Schauplatz ist ein Mehrparteienhaus in einer österreichischen Kleinstadt. Das Lebensgefühl schwankt zwischen gelangweilt und melancholisch. Als Protagonisten wohnen hier zwei Paare und einige einsame Herzen. Eingefahrenheit hat sich ihrer bemächtigt.

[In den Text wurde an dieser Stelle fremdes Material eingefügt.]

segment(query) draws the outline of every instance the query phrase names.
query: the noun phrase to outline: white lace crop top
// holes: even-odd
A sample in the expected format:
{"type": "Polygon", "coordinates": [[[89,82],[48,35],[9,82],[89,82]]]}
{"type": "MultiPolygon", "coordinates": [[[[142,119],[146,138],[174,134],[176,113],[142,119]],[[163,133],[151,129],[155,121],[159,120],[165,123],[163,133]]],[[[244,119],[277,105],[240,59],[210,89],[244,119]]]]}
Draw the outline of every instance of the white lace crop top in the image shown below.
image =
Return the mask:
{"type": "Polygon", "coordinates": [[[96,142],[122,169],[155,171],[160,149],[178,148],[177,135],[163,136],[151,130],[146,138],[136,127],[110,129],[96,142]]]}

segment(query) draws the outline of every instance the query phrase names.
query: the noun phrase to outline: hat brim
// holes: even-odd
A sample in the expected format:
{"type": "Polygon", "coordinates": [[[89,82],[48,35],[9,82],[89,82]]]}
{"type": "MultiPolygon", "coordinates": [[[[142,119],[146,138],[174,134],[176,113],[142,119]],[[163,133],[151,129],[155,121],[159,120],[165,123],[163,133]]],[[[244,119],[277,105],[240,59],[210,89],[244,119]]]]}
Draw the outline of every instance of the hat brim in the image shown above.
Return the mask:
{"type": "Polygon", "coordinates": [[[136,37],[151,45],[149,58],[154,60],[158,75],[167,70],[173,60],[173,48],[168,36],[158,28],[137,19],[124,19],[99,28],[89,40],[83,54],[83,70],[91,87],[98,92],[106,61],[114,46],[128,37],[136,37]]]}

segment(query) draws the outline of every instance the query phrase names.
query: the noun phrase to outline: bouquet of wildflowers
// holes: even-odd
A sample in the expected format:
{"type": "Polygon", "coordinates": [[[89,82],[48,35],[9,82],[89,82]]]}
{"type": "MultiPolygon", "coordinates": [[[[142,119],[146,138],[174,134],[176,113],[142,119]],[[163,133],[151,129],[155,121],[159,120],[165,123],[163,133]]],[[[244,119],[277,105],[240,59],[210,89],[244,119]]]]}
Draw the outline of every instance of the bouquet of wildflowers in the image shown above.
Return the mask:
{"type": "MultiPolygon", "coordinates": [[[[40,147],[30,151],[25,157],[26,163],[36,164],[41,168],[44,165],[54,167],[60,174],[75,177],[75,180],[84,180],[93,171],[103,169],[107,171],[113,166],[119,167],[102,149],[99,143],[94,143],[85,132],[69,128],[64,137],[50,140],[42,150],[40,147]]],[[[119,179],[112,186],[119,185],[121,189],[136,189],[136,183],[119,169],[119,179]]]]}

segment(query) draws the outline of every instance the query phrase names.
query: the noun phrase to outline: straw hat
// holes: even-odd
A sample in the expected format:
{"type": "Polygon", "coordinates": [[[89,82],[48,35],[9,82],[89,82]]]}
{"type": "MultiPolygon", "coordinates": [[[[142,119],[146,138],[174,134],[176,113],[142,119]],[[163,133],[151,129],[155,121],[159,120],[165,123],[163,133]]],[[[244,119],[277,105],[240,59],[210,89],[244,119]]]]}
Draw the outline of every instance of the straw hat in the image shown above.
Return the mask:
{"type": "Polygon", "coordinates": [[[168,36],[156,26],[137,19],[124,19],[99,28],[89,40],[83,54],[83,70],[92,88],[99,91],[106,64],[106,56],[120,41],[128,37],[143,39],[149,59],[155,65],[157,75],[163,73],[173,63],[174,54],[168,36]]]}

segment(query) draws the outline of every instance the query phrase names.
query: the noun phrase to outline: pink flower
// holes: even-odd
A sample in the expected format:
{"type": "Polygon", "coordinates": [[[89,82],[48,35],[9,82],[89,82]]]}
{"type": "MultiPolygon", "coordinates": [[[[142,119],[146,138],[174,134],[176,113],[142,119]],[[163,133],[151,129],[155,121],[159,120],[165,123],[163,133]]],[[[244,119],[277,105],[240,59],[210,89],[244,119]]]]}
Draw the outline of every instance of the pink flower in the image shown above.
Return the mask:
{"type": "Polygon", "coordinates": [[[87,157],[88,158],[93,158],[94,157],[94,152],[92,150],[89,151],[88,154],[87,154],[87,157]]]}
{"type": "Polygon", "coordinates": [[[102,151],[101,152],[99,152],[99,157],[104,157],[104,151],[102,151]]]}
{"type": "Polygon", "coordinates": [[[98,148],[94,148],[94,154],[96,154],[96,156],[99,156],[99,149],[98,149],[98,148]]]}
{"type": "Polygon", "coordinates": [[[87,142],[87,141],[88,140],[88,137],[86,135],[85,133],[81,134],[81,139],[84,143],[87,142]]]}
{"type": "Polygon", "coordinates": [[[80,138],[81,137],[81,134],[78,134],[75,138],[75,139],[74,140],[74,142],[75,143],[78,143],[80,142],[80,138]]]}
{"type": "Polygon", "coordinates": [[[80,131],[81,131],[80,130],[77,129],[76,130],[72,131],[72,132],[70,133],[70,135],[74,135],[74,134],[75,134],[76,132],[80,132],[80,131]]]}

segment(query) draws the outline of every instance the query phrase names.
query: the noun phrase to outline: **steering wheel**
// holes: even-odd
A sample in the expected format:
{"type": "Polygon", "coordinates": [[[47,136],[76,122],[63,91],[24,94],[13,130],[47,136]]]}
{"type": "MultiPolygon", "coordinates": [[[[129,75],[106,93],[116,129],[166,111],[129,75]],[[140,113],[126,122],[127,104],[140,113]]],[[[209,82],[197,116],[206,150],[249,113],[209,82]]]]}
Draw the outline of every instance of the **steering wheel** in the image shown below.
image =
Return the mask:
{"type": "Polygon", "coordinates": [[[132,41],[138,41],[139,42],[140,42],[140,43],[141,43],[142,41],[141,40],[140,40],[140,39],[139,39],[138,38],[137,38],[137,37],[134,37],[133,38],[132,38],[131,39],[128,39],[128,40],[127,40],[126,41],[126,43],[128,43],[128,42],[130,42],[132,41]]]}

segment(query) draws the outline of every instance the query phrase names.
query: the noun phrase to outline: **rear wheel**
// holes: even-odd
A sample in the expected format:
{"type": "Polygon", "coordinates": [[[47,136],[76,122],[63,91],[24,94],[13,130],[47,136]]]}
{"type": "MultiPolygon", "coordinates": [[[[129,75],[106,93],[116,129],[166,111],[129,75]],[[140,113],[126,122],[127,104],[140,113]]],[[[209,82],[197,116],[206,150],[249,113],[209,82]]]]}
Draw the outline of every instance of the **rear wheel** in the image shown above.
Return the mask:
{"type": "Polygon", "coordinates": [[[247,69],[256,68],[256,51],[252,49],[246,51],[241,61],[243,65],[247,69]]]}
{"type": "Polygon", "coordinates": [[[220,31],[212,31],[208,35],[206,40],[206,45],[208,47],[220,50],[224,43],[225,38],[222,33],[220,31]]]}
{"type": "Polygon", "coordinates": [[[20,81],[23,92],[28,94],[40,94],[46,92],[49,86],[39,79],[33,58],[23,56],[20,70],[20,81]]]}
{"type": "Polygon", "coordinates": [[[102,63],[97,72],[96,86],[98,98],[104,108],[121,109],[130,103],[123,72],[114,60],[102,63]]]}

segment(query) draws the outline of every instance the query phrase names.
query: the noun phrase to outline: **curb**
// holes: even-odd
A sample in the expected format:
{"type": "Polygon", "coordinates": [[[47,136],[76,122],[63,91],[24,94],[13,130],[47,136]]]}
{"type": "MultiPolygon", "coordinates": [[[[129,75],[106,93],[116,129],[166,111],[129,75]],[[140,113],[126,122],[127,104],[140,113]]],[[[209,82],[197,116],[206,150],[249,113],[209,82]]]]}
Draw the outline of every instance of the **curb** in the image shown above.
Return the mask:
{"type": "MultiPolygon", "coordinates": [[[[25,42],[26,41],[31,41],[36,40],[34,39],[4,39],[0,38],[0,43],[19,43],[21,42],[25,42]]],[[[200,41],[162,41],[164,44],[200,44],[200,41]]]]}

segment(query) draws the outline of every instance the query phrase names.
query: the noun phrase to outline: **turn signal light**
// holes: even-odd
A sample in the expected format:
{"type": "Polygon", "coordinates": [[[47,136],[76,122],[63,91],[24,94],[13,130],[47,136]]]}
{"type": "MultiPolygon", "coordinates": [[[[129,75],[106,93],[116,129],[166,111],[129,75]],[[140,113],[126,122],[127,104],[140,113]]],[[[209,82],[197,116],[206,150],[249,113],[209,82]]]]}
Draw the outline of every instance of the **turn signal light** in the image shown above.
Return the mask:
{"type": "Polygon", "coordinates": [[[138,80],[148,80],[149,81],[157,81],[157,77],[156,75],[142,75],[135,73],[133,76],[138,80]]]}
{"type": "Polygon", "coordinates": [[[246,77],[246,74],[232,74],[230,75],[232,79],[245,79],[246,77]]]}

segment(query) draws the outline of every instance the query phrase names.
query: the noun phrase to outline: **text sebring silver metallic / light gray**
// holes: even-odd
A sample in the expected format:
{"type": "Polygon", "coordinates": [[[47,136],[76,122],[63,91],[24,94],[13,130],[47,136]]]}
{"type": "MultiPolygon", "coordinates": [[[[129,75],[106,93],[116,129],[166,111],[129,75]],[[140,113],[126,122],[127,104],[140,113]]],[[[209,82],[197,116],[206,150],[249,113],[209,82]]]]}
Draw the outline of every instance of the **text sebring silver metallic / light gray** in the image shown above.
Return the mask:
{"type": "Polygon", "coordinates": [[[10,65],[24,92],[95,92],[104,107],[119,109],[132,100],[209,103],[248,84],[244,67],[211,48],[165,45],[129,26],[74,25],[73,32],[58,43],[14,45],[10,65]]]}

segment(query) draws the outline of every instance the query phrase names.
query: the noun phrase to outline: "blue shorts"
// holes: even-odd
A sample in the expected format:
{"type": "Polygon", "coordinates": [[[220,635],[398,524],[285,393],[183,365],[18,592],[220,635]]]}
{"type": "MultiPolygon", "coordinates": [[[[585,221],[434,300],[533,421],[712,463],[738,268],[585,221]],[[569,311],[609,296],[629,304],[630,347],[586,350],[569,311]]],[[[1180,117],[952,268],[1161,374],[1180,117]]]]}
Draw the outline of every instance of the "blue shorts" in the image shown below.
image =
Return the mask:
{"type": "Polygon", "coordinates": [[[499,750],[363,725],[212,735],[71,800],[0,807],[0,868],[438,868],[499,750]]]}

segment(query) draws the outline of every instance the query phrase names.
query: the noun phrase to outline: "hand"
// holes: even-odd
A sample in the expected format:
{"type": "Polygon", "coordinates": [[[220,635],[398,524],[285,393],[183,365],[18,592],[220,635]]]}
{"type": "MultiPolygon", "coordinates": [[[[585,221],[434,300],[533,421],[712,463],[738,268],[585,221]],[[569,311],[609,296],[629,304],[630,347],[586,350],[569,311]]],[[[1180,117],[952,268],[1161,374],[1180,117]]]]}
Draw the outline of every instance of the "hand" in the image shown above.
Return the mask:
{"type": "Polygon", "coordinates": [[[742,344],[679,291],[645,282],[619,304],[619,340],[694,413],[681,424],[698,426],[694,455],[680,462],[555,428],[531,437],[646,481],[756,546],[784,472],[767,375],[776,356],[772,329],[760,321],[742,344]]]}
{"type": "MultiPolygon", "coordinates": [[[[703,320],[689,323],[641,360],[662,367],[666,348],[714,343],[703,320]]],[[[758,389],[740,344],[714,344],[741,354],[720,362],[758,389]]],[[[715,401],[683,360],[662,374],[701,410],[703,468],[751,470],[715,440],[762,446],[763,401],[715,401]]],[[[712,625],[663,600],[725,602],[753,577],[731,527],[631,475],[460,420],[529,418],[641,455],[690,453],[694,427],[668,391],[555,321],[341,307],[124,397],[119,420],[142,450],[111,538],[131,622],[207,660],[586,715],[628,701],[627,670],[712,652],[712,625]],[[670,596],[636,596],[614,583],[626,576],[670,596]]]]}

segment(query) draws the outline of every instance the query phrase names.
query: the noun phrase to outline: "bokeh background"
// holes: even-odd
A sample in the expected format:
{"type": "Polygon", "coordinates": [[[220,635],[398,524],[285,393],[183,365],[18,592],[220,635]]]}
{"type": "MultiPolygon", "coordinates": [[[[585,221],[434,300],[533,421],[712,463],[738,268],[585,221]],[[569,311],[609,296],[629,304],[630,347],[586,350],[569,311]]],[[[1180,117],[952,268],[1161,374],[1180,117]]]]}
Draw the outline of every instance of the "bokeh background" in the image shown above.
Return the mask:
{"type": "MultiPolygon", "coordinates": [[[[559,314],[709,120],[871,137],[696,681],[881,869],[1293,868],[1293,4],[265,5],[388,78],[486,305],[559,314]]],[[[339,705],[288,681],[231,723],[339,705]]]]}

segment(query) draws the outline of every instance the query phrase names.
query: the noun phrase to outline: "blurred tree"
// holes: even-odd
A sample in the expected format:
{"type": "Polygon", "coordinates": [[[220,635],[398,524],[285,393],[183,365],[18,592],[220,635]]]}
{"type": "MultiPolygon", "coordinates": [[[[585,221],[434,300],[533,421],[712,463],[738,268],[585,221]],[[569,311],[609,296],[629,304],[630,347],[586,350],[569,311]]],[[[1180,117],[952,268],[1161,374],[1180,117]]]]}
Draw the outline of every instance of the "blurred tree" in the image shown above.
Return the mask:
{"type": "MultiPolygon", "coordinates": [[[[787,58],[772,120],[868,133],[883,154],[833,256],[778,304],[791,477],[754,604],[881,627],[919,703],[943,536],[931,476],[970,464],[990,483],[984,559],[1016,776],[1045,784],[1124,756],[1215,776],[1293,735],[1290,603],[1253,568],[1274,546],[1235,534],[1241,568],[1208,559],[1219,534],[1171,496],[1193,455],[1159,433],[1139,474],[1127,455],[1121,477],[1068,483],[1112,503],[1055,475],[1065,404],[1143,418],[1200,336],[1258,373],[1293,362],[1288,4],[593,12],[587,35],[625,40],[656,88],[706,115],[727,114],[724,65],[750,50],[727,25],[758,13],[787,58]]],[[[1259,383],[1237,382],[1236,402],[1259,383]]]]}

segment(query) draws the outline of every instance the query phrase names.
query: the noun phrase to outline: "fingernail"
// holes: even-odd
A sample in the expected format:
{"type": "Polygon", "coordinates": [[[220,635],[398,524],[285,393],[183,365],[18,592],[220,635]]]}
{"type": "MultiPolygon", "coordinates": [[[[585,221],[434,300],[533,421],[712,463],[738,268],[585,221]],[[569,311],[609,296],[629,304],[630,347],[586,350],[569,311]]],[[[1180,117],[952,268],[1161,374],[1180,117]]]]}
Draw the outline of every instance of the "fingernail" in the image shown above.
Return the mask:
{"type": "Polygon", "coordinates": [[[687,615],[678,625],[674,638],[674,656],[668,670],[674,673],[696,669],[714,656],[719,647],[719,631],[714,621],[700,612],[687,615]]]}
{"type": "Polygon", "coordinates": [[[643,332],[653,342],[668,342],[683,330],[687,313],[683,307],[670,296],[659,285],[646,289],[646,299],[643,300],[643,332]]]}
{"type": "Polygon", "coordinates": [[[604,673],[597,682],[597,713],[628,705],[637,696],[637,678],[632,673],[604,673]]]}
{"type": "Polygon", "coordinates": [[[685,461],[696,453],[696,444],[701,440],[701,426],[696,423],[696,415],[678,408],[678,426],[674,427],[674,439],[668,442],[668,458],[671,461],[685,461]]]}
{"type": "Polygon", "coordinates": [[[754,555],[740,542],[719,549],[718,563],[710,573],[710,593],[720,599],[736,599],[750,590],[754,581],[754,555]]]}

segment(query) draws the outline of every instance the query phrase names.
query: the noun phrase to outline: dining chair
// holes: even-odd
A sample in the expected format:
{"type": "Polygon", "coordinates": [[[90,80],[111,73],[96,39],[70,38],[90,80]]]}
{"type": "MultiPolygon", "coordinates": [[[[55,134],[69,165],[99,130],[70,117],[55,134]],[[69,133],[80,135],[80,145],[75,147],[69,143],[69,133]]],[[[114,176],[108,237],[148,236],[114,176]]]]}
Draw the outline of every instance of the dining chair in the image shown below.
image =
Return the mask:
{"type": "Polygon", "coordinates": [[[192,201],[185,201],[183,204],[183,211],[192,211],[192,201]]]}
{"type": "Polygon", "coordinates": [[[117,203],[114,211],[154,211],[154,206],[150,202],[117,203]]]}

Da sind vor allem Elisabeth und Peter. Elisabeths Leben scheint ein einziges Warten auf ein einfühlsames Wort des Partners, der sich aber seit fünf Jahren zu patschert anstellt. Als er sie vor einem Hirschgehege umarmt, ahnt sie, jedes Mal werde sie nun "diese Umarmung spüren, wenn sie an Hirsche denkt, verstärkt im Herbst, wenn viele Gasthäuser Wildwochen haben". So herrlich sich das für uns liest: Wie lange kann sie noch notgedrungen bereits mit so wenig zufrieden sein?

Praktische Nachbarschaft

Gegenüber wohnen die Novaks: Dass Klara schlechte Torten bäckt und Heinz gerne Harmonika spielt, verdrängt man. Auch weil es so praktisch ist, trifft man sich doch jede Woche auf Wein. Gerne im nahen Café Maria. Dieses ist ein Treffpunkt der Siedlung, bloß sind die Anwohner meist alleine dort, weil sie einander gut getimt verpassen. Daher weiß man auch weniger voneinander, als man könnte, wenn man denn mehr Interesse hätte.

Etwa am alten Nachbarn Fleck, dessen Hirn und Harnblase löchrig werden. Oder an der neugierig-strengen Nachbarin mit dem vielsagenden Namen Richter. Peters emotional strapazierte Schwester Magda hat indes eine zerbrochene Jungfamilie – und einen bewohnbaren, aber sie belastenden Rohbau aus der Trennung davongetragen.

Weidenholzer bemerkt immer wieder nette und verräterische Details des Zusammenlebens, allerdings ohne daraus besonders Hellsichtiges zu spinnen. Der Titel spielt auf eine kuriose Liebesgeschichte an. Ist das ein Paarroman oder doch ein Nachbarschaftsroman? Er ist beides ein bisschen, aber nichts konsequent. Die Handlung plätschert dahin, ohne wohin zu führen.

Abzweigung erwischt

Bis sie die Abzweigung zum Gesellschaftsroman nimmt. Das hängt damit zusammen, dass beide Männer beruflich umsteigen: Der Wetterreporter Peter wird Innenpolitikjournalist, Versicherungsvertreter Heinz mit Hang zur Esoterik sattelt um auf Sicherheitswache.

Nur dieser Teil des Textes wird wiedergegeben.